И не успела растаять девичья песня, как грубый мужской голос проревел:
Партия молодых мужиков с Гирей во главе шла по дороге. Семен свернул к бревнам, сложенным напротив Жиженковой избы, и крикнул:
— Сюда, ребята!
Федька инстинктивно отодвинулся от окна.
— Под драку! — крикнул Гиря, пошатываясь.
Кто-то изо всех сил рванул гармошку, и началась бешеная пляска. Семен на пару с другим мужиком, почему-то сразу перестав шататься, носился по дороге, вертясь вьюном, присвистывал и ревел похабные частушки… Больно и страшно было глядеть на эти дикие бесшабашные лица, на эту отчаянную пляску. Кто-то окрестил компанию т р е с т о м. «Трест идет!» — говорили в праздники мужики и старались уходить подальше от греха.

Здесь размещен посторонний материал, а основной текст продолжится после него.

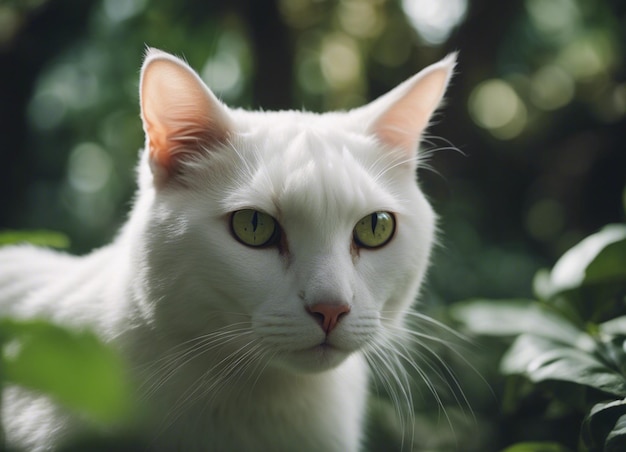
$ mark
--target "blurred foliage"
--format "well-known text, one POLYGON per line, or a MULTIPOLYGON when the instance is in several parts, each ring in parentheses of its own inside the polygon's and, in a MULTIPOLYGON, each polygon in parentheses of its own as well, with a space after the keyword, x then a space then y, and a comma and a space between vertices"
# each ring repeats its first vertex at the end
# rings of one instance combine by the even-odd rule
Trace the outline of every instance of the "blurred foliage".
POLYGON ((93 334, 43 321, 0 320, 0 381, 51 395, 103 422, 129 408, 121 361, 93 334))
MULTIPOLYGON (((446 411, 433 397, 414 400, 423 413, 418 444, 574 449, 571 432, 587 414, 586 444, 610 436, 598 424, 620 438, 619 403, 609 397, 592 409, 585 397, 598 394, 593 385, 539 376, 550 373, 552 348, 593 360, 594 372, 614 368, 605 354, 619 343, 605 339, 619 337, 607 328, 621 331, 610 322, 622 309, 623 248, 603 232, 595 236, 600 254, 577 247, 582 254, 559 261, 580 262, 577 277, 565 267, 571 279, 559 279, 560 263, 539 270, 624 220, 624 43, 623 0, 0 0, 0 229, 62 231, 78 253, 113 237, 143 146, 137 82, 146 45, 184 56, 234 107, 313 111, 360 105, 459 50, 448 103, 424 140, 436 172, 418 174, 440 214, 443 244, 422 300, 447 320, 452 301, 474 298, 452 312, 463 312, 479 336, 457 353, 429 344, 427 367, 446 411), (582 264, 600 255, 611 264, 582 264), (593 350, 546 336, 550 328, 591 338, 593 350), (547 353, 539 374, 507 358, 502 370, 516 374, 504 378, 498 362, 512 339, 485 333, 519 336, 521 351, 547 353), (562 396, 570 390, 576 408, 574 396, 562 396)), ((372 412, 374 449, 401 444, 385 397, 372 412)))
POLYGON ((60 232, 55 231, 1 231, 0 246, 16 243, 30 243, 37 246, 67 249, 70 239, 60 232))
POLYGON ((581 450, 626 449, 625 257, 626 224, 609 225, 538 275, 536 301, 471 300, 451 308, 473 334, 513 339, 500 361, 513 382, 504 409, 523 416, 526 401, 545 397, 534 413, 539 419, 577 419, 565 438, 572 450, 579 438, 581 450))
POLYGON ((235 107, 314 111, 360 105, 459 50, 444 117, 424 145, 443 177, 419 175, 446 244, 429 298, 528 296, 537 268, 622 219, 625 9, 618 0, 5 1, 0 228, 63 231, 77 252, 115 234, 143 145, 146 45, 184 56, 235 107), (466 158, 447 151, 455 146, 466 158))
MULTIPOLYGON (((66 248, 68 239, 52 231, 0 232, 0 246, 20 243, 66 248)), ((96 431, 97 425, 110 429, 131 419, 132 397, 122 360, 89 331, 71 331, 43 320, 0 318, 0 405, 1 388, 7 385, 51 397, 80 413, 96 431)), ((98 443, 106 444, 100 439, 98 443)), ((77 447, 80 444, 63 450, 86 450, 77 447)), ((126 443, 115 439, 114 444, 126 443)), ((0 450, 5 450, 1 416, 0 450)))
POLYGON ((502 452, 568 452, 568 449, 555 443, 519 443, 502 452))

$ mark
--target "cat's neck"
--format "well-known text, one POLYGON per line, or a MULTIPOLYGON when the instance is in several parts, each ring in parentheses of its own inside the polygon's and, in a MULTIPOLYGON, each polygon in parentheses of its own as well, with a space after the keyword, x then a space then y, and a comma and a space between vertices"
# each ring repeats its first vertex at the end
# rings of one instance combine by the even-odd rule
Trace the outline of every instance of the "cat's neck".
MULTIPOLYGON (((211 356, 209 352, 203 359, 213 362, 221 356, 211 356)), ((153 429, 153 437, 155 431, 159 432, 154 441, 165 444, 163 450, 198 447, 185 443, 185 436, 193 441, 230 436, 237 439, 224 447, 238 444, 237 450, 288 450, 294 444, 305 451, 330 450, 331 445, 342 443, 345 444, 341 450, 358 449, 358 444, 347 442, 358 441, 356 432, 366 411, 368 370, 360 354, 350 356, 338 368, 314 374, 294 373, 266 363, 240 363, 232 375, 224 378, 212 378, 206 366, 198 366, 194 372, 177 372, 161 382, 167 372, 168 369, 162 369, 150 381, 143 382, 148 388, 159 386, 145 400, 154 414, 148 428, 153 429), (328 437, 333 426, 346 422, 354 435, 328 437), (248 431, 238 431, 242 423, 248 431), (267 439, 267 435, 257 434, 257 429, 273 431, 275 435, 270 436, 267 444, 249 443, 267 439), (180 431, 188 434, 169 438, 169 432, 180 431), (306 443, 310 438, 319 442, 306 443), (169 443, 170 440, 176 443, 169 443)), ((210 448, 219 450, 220 445, 211 443, 210 448)))

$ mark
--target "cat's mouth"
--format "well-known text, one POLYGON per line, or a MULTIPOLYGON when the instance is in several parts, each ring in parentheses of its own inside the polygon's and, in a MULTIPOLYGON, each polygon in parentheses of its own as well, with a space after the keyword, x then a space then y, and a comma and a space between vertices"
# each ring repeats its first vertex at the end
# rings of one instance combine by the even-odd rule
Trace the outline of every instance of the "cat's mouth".
POLYGON ((306 350, 306 352, 309 354, 312 353, 313 356, 321 362, 343 361, 350 354, 350 351, 338 347, 328 340, 320 342, 319 344, 306 350))
POLYGON ((310 347, 310 348, 308 348, 306 350, 317 352, 317 353, 333 353, 333 352, 337 352, 337 353, 343 353, 345 355, 348 355, 351 352, 351 350, 347 350, 347 349, 337 345, 335 342, 330 341, 328 339, 328 337, 326 337, 323 341, 321 341, 317 345, 314 345, 314 346, 312 346, 312 347, 310 347))
POLYGON ((350 354, 336 345, 324 340, 317 345, 291 352, 287 358, 290 367, 300 371, 321 372, 337 367, 350 354))
POLYGON ((331 344, 328 341, 324 341, 314 347, 311 347, 310 349, 311 351, 313 351, 314 353, 333 353, 333 352, 341 352, 340 349, 338 349, 337 347, 335 347, 333 344, 331 344))
MULTIPOLYGON (((318 345, 316 345, 315 347, 323 347, 323 348, 337 348, 335 347, 333 344, 331 344, 330 342, 328 342, 328 339, 324 339, 322 342, 320 342, 318 345)), ((314 347, 314 348, 315 348, 314 347)))

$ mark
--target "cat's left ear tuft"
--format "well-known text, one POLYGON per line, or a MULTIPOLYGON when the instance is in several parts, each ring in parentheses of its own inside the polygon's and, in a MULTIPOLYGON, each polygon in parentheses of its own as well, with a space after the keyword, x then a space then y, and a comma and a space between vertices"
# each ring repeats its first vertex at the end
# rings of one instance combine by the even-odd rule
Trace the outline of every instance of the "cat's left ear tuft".
POLYGON ((414 153, 441 103, 456 65, 456 53, 428 66, 366 107, 374 116, 368 133, 391 148, 414 153))

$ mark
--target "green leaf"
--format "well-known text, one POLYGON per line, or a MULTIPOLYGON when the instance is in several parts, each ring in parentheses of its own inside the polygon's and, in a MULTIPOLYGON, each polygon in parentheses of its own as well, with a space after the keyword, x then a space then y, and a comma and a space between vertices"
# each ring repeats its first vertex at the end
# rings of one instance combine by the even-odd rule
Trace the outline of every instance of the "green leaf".
POLYGON ((590 452, 626 450, 626 399, 594 405, 582 425, 582 440, 590 452))
POLYGON ((626 380, 597 359, 588 349, 587 336, 581 336, 579 348, 566 346, 549 338, 523 334, 507 350, 500 363, 504 374, 525 375, 534 383, 566 381, 588 386, 618 396, 626 396, 626 380))
POLYGON ((89 332, 43 321, 0 320, 3 379, 102 421, 127 413, 121 360, 89 332))
POLYGON ((584 284, 626 281, 626 225, 612 224, 567 251, 535 290, 549 299, 584 284))
POLYGON ((542 268, 535 273, 533 278, 533 292, 537 298, 541 300, 548 300, 554 293, 552 287, 552 281, 550 276, 550 270, 542 268))
POLYGON ((626 336, 626 315, 616 317, 599 325, 600 331, 611 336, 626 336))
POLYGON ((622 414, 611 433, 606 437, 606 452, 623 452, 626 450, 626 414, 622 414))
POLYGON ((569 452, 565 446, 558 443, 517 443, 503 449, 502 452, 569 452))
POLYGON ((476 334, 516 336, 533 320, 531 300, 467 300, 450 307, 452 317, 476 334))
POLYGON ((0 231, 0 246, 15 245, 18 243, 30 243, 37 246, 49 246, 51 248, 67 249, 70 240, 65 234, 54 231, 0 231))
POLYGON ((575 325, 531 300, 468 300, 455 303, 450 312, 475 334, 518 336, 532 333, 569 344, 585 341, 587 347, 593 347, 591 338, 575 325))
POLYGON ((624 349, 626 341, 624 341, 624 336, 604 336, 598 340, 597 345, 604 362, 626 376, 626 350, 624 349))
POLYGON ((622 232, 622 239, 607 244, 587 266, 585 283, 626 281, 626 227, 622 232))

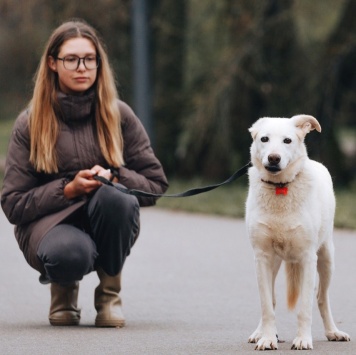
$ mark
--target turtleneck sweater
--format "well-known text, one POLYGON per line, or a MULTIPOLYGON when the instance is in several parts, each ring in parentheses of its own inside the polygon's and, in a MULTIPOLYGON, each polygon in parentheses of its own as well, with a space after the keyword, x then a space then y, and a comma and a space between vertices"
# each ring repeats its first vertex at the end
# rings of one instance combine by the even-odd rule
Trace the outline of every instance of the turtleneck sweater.
POLYGON ((59 108, 57 115, 66 123, 91 119, 95 110, 95 91, 89 90, 83 95, 57 94, 59 108))

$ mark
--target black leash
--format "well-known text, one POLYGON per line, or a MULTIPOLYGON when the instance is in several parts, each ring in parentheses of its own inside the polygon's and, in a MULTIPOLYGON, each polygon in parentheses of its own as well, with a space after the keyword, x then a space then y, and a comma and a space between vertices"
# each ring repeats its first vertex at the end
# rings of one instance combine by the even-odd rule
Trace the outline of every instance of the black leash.
POLYGON ((102 176, 95 175, 94 179, 100 181, 101 183, 109 186, 115 187, 117 190, 127 194, 127 195, 134 195, 134 196, 140 196, 140 197, 188 197, 188 196, 194 196, 194 195, 199 195, 204 192, 208 192, 211 190, 214 190, 222 185, 229 184, 230 182, 233 182, 237 180, 239 177, 245 175, 248 171, 248 169, 252 166, 251 162, 243 166, 241 169, 237 170, 233 175, 231 175, 227 180, 219 183, 219 184, 214 184, 214 185, 208 185, 208 186, 203 186, 203 187, 197 187, 194 189, 190 189, 184 192, 180 192, 177 194, 171 194, 171 195, 165 195, 165 194, 155 194, 152 192, 145 192, 145 191, 140 191, 140 190, 135 190, 135 189, 128 189, 122 185, 119 184, 113 184, 111 181, 105 179, 102 176))

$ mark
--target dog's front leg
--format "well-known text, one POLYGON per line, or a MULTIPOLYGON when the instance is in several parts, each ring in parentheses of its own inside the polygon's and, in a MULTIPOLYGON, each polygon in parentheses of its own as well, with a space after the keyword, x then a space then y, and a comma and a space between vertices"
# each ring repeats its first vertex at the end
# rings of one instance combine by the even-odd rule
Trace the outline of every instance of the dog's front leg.
POLYGON ((249 342, 255 343, 256 350, 275 350, 277 345, 277 331, 273 307, 273 265, 274 253, 255 252, 255 264, 258 289, 261 301, 261 321, 256 331, 250 336, 249 342))
POLYGON ((311 335, 313 296, 316 278, 316 253, 306 255, 300 263, 301 267, 301 302, 298 312, 298 333, 293 340, 292 349, 309 350, 313 349, 311 335))

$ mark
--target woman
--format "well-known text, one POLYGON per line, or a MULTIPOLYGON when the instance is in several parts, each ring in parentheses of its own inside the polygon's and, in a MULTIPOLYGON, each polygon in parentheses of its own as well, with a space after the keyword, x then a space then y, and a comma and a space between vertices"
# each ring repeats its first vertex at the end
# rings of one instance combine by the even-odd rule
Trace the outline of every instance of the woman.
POLYGON ((95 325, 121 327, 120 275, 139 234, 139 206, 155 203, 102 185, 163 193, 148 136, 117 98, 103 44, 81 20, 50 37, 29 107, 9 143, 1 205, 27 262, 51 283, 49 321, 78 325, 79 280, 93 270, 95 325))

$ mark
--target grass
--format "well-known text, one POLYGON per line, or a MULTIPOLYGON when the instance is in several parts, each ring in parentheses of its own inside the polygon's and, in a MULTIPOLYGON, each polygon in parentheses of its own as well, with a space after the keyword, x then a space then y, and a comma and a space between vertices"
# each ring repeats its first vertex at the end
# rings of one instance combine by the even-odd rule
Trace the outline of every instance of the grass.
MULTIPOLYGON (((245 178, 242 178, 242 180, 245 178)), ((199 179, 191 181, 170 180, 169 193, 177 193, 192 187, 208 185, 199 179)), ((233 183, 219 189, 188 198, 161 198, 157 206, 194 213, 214 214, 242 218, 245 211, 247 188, 242 183, 233 183)))
POLYGON ((349 189, 337 189, 335 227, 356 230, 356 181, 349 189))
POLYGON ((13 120, 0 121, 0 159, 3 158, 6 154, 7 145, 13 125, 13 120))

Весь день Федька не выходил из дому, рано лег спать. Ему снились тревожные непонятные сны, он стонал, пугая Анюту… А под утро его разбудил какой-то неожиданный грохот и треск.
Компания Гири гуляла вовсю — принимали нового члена, молодого мужика Мишку Зайцева; поспорив с женой, он напился, вышел на улицу и весь день уже не возвращался домой. Пили, пели, плясали, гонялись за девками… Вечером, еле держась на ногах, вооруженные кто чем попало, с ревом шли по улице, и все разбегались перед ними. Только один человек, тоже что-то кричавший, не успел скрыться. Никто не знал, что это был за человек, но все чувствовали, что ему надо наломать бока.
— Мишка, действуй! — крикнул Семен.
Зайцев, пьяно ругаясь и сплевывая, двинулся вперед.
— Кто такой, зачем орешь? — бормотал он заплетающимся языком.
— А ты… ты что за цаца?..
— Вали! — крикнули новичку сзади, и Мишка, размахнувшись, ударил шатающуюся перед ним фигуру. Сзади одобрительно загоготали, — новичок выдержал экзамен.
— Да ты… ты меня насмерть расшиб, сопля! — послышалось из темноты. — Да ты знаешь, кто я? Я… Игнат Медведев, самый лучший мужик в деревне. Под суд тебя!.. Ну, подними, кляп с тобой.
— Чего ты с ним возишься? — крикнул Семен.
И опять шли по темной улице, дико, во всю глотку орали:
Перед рассветом, снова напившись, шли мимо избы Нософырки, который в этот праздник, кроме ежегодно выбиваемой одной и той же оконницы своего хлева, выломал еще две рамы в зимовке и забросил их на крышу.
Услышав за занавешенными каким-то тряпьем окнами голоса, хулиганы притихли.
— Лахудра, спи!.. Я хозяин в доме!
— Будь ты проклят… хозяин!
— Ненила, смотри, встану!..
Семен поманил мужиков в сторонку и стал им что-то нашептывать. Корчась от холода, нашли где-то ведро, почерпнули из колодца воды. Семен встал с ведром у окна, а один из мужиков пошел к воротам.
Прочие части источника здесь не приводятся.